Year One (7/10): The mistake is in thinking that anything here makes sense. It jumbles Biblical history, having Abraham (the always enjoyable Hank Azaria) fathering Cain and Abel, for instance. According to the Bible, Cain and Abel were the sons of Adam and Eve. Oh, well, not to worry. The devious Cain (an hilarious David Cross, who lights up the screen) kills his brother and goes on the lam with stars Jack Black and Michael Cera. Even though it is all silly and ridiculous, it is cleverly directed by Harold Ramis (who also wrote along with Gene Stupnitsky and Lee Eisenberg). Cross and Black and Cera are 21st-Century men in a Biblical setting. In the hands of some of the prosaic purveyors of aseptic comedies abounding in Hollywood today, this would undoubtedly have been awful. But with Black and Cera scintillating, and a talented supporting cast and director, this is imaginative and surprisingly enjoyable.

Public Enemies (5/10): While director Michael Mann should be lauded for his fidelity to accuracy, his film sorely lacks entertainment value, lurching from one loud shootout to another, wasting good performances by Johnny Depp, Marion Cotillard, and, especially, Billy Crudup as J. Edgar Hoover.

Transformers: Revenge of the Fallen (1/10): This sequel to the 2007 movie with the same cast and director is a movie about machines who act as people. There are some good machines (one is a pet) and lots of bad machines. Directed by Michael Bay (who looked like he was actually developing into a thinking director with “The Island”) and starring Shia LaBeouf, the only good thing about it is that it’s 45 minutes shorter than the first one. Still, sitting through this 2-1/2 hour monument to CGI is too daunting to contemplate unless you just love special effects.

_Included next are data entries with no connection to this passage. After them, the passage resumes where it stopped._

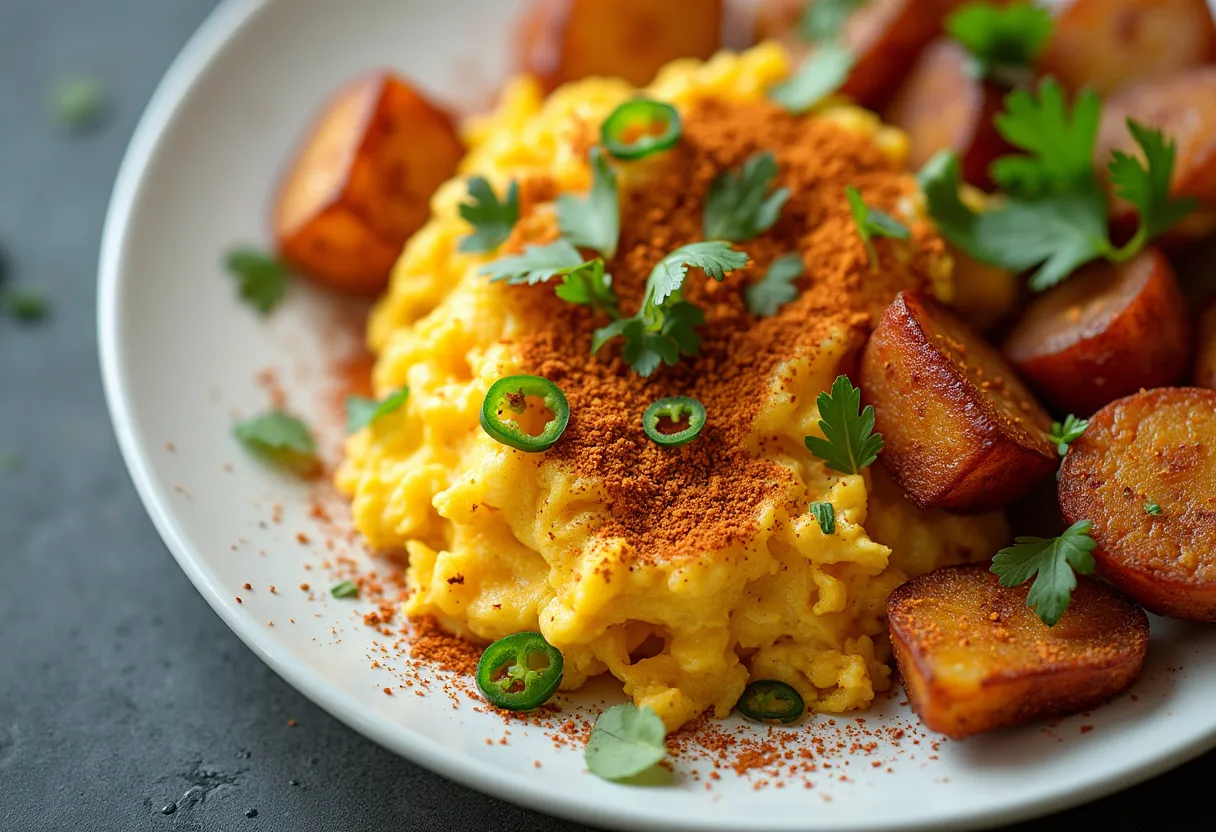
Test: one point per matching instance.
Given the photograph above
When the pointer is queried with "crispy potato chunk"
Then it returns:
(887, 37)
(973, 657)
(943, 106)
(1109, 44)
(1182, 106)
(1153, 450)
(362, 181)
(1205, 361)
(563, 40)
(961, 431)
(1103, 333)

I Love You, Beth Cooper (1/10): This misguided film makes all three girls look like cheap hookers, not high school haughties. Worse, it presents teenagers as totally devoid of sexual morality, showing premarital teenaged sex as mere entertainment without commitment, responsibility, or consequence. Completely lacking a premise and humor, this is excruciating and irresponsible.

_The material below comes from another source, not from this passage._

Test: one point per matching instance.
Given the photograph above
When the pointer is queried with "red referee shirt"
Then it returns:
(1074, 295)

Brüno (0/10): If Sacha Baron Cohen isn’t a pornographer disguised as a social commentating maker of mockumentaries I don’t know what to call him. This film goes from one disgusting scene to another, which is the point. Cohen isn’t funny; he’s outrageous. He wants to make his viewers uncomfortable. Loaded with full frontal male nudity, and lots and lots of explicit scenes of homosexual sex and other things involving the anus, why it’s not rated NC-17 is beyond me. Even if you do find this type of thing humorous, at some point the shock just becomes tedious. If this doesn’t come across as derogatory to gay people, I can’t imagine what would.